This aims of this study were to investigate the relationship between non-destructive evaluation (NDE) and actual bending properties of particleboard, and to predict the bending properties of three-layer particleboard. Three kinds of raw materials, i.e. Hinoki (Chamaecyparis obtusa Endl.) strand, knife-milled Douglas-fir (Pseudotsuga manziesii (Mirb) Franco), and hammer-milled matoa (Pometia spp.) obtained from wooden industry, were utilized as furnish for experimental panel with methylene diphenyl diisocyanate (MDI) resin as binder.
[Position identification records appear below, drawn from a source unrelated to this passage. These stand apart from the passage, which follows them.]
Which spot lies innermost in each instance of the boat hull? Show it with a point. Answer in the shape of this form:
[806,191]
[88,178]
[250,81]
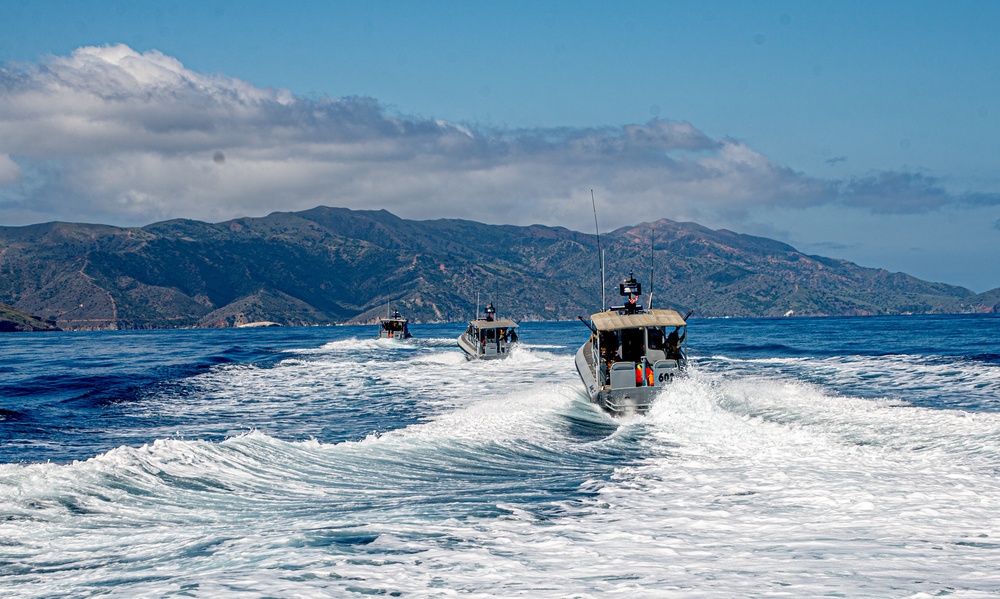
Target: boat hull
[621,401]
[474,352]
The NDE test was conducted by hit sounds using an FFT analyzer according to the spectrum peak of wave frequency, while the static bending test was conducted according to JIS A-5908. The results reveal that the dynamic Young's modulus as an NDE test has a potential for being used to predict the elastic bending of particleboards by a specific equation for adjusting its proper values. The values of NDE and static test are significantly different with a deviation range at 3-20%. The bending stiffness of three-layer particleboards manufactured from different wood species is predictable by observing the bending stiffness of two elements based on the thickness of its layers. The predicted values of bending stiffness and static test are significantly different with a deviation range at 5-24%.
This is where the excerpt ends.